Alan Manning Chambers (born February 21, 1972) is the former president of Exodus International and co-founder of Speak. Love., headquartered in Orlando, Florida. Before coming to Exodus, Chambers served on the pastoral team at Calvary Assembly of God, one of the largest churches in Orlando.

On June 19, 2013, Chambers repudiated the Exodus International's mission in a nearly hour-long talk at the organization's 38th annual meeting. He co-founded Speak. Love. with two other former Exodus leaders later that year.

Background
Chambers was actively involved in promoting policies that in his view preserve and protect traditional marriage and the family. He testified before the Massachusetts state judiciary committee on same-sex marriage.  He was also a member of the Arlington Group, a coalition working to pass legislation against same-sex marriage.
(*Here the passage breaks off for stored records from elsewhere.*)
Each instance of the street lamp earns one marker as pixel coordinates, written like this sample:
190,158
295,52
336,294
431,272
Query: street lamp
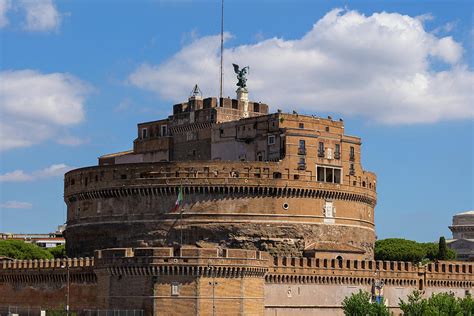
67,280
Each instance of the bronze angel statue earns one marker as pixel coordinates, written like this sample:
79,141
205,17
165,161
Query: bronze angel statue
241,75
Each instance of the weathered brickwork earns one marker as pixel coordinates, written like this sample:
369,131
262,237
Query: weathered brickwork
194,281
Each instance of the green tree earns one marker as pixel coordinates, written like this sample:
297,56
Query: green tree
58,251
442,249
444,304
416,305
18,249
398,249
359,304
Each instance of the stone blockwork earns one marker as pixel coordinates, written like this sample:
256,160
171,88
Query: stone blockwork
241,204
200,281
288,184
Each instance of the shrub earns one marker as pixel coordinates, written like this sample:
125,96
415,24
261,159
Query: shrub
18,249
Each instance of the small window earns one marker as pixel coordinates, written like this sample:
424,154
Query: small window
164,130
320,173
174,288
271,140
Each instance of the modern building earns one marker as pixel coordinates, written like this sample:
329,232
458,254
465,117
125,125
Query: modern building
463,235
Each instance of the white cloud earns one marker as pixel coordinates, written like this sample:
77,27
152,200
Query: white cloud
34,105
378,66
16,205
40,15
55,170
15,176
5,5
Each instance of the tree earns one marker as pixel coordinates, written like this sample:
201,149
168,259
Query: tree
416,305
438,304
398,249
18,249
359,304
442,249
58,251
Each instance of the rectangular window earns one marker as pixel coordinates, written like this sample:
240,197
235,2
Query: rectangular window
337,175
328,174
329,177
321,174
321,149
271,140
337,151
164,130
174,288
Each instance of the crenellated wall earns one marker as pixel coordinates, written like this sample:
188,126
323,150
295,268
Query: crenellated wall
43,283
196,281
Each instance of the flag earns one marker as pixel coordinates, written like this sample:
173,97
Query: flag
179,200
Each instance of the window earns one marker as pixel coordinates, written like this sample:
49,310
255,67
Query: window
321,149
174,288
271,140
328,174
337,151
164,130
302,147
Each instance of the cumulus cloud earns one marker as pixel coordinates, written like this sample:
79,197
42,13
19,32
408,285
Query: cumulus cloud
34,105
5,5
39,15
16,205
55,170
380,66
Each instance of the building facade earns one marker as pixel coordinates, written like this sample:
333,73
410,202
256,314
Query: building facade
283,183
463,235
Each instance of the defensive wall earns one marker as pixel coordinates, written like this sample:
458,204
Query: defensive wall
255,205
203,281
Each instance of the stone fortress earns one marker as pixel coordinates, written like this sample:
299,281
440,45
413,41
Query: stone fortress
224,209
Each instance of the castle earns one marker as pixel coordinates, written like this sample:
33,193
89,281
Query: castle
223,208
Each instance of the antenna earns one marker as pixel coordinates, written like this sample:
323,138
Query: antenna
222,48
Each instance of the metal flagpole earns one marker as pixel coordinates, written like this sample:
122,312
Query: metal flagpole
222,49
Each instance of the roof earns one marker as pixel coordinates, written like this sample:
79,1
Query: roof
333,246
121,153
466,213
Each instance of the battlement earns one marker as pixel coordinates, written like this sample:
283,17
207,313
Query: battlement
46,264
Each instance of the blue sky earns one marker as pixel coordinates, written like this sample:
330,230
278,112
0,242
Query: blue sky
76,77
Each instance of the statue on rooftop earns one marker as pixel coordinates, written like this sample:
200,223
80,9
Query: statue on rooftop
241,75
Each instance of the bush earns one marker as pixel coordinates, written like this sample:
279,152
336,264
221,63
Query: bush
398,249
18,249
437,304
358,304
58,251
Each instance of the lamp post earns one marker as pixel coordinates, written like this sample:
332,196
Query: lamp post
67,284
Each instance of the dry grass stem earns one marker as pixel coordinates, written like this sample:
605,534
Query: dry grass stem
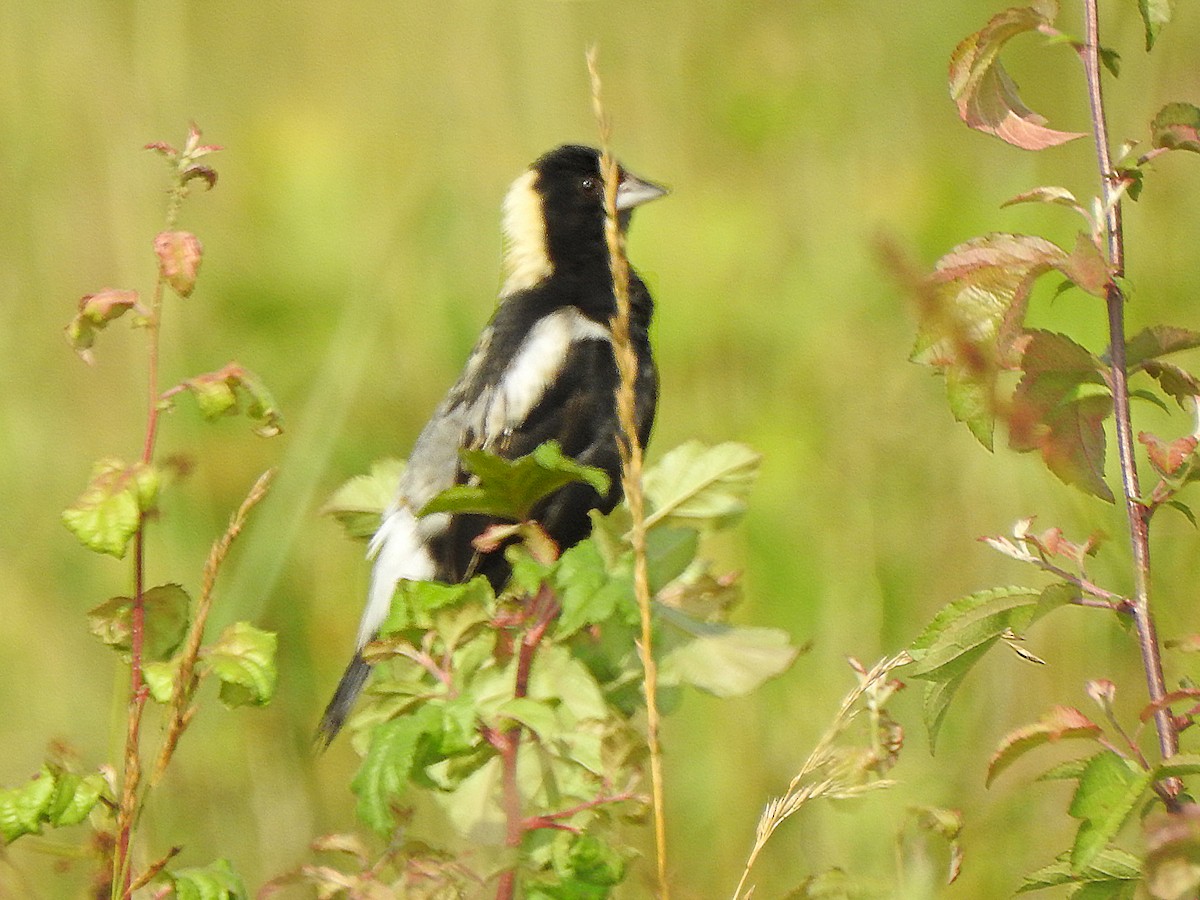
631,465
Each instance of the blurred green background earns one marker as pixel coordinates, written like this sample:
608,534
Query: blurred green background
352,257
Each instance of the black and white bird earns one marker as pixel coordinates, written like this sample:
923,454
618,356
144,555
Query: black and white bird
543,370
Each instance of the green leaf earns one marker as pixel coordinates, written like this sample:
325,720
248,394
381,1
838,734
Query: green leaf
166,621
1109,791
1176,127
1109,867
701,487
359,504
1158,341
985,96
179,259
587,591
961,633
972,315
243,658
1059,408
1056,725
109,510
216,881
229,390
511,489
724,660
53,797
95,312
1155,15
384,774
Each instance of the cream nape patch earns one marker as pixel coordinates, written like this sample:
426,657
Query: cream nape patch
526,258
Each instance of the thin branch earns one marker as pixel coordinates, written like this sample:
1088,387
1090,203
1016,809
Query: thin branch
1138,514
631,468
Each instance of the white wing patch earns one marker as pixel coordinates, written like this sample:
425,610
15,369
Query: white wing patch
535,365
526,258
400,552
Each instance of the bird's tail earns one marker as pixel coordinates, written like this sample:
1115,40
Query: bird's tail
334,717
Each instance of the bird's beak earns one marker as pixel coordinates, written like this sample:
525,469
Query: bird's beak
633,191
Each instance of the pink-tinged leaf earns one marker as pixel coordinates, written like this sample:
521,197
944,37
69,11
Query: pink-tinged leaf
1181,384
1050,195
109,510
984,94
1059,408
1168,457
231,389
179,259
1173,852
1176,127
1086,267
95,312
1060,724
1158,341
973,316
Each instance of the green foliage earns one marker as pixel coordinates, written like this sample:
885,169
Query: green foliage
53,797
543,684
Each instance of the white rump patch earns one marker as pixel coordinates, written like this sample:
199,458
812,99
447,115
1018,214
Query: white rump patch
526,258
400,552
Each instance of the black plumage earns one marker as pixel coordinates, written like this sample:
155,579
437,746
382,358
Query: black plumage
541,370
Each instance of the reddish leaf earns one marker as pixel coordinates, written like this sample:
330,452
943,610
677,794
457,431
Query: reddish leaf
1086,267
95,312
179,259
983,91
1176,127
223,391
1059,408
1059,724
973,316
1168,457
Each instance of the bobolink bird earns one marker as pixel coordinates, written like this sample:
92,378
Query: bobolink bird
543,370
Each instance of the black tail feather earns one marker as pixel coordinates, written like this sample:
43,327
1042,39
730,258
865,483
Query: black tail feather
339,708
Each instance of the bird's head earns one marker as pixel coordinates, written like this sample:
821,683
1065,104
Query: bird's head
555,215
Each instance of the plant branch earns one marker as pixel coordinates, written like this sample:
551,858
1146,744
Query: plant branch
1137,511
631,469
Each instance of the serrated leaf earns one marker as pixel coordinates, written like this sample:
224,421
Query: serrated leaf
724,660
243,658
229,390
53,798
1060,724
384,774
985,95
511,489
107,514
216,881
1155,15
179,259
973,309
359,504
94,315
1059,408
700,486
1176,127
1109,865
1179,383
1109,791
1158,341
165,621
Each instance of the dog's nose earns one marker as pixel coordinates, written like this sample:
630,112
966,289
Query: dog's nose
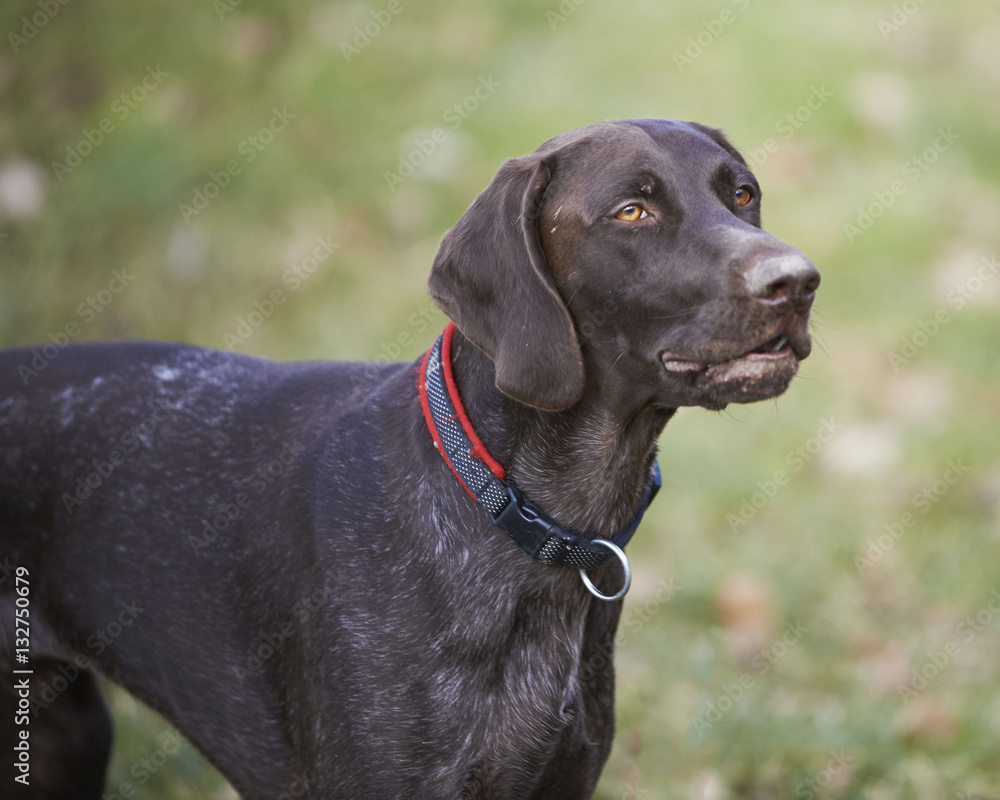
785,278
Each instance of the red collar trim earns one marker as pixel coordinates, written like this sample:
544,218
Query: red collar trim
478,448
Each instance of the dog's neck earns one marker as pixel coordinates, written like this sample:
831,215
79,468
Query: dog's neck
587,467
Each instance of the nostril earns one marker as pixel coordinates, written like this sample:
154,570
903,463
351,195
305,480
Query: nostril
782,278
777,290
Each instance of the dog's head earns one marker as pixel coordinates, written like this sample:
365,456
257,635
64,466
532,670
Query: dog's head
633,249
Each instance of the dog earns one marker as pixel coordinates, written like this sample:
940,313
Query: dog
301,565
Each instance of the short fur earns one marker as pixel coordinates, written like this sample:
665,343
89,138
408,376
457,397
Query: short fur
310,595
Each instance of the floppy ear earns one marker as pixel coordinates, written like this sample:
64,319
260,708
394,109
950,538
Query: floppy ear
491,277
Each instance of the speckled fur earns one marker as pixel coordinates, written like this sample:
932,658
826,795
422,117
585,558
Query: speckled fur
421,654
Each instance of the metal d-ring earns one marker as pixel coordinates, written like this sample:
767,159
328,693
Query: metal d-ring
628,573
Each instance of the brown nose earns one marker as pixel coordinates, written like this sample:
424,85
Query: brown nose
789,278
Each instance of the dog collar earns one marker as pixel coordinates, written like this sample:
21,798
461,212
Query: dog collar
536,533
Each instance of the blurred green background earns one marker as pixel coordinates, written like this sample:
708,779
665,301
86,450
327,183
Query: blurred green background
816,611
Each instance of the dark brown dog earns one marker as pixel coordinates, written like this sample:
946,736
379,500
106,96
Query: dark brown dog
276,558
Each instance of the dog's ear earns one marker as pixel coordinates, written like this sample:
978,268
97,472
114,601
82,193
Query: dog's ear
491,277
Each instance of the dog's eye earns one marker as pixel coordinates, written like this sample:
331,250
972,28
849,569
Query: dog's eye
631,213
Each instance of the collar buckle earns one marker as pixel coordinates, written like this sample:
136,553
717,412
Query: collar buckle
527,524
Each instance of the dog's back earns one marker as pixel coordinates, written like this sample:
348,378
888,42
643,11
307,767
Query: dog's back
179,472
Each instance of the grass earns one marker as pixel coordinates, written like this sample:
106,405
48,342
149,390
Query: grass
826,718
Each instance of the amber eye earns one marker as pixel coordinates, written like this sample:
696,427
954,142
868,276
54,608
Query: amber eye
631,213
744,195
Chambers stated that he had mostly overcome his attraction to men (although he did speak openly about his own ongoing sexual attraction to men); however, he rejects the term ex-gay. He is married to Leslie Chambers and has two adopted children. He traveled extensively and was a frequent speaker and guest lecturer at conferences, churches and college campuses. He debated at many university campuses, such as the University of California at Berkeley, Pepperdine University and Reformed Theological Seminary.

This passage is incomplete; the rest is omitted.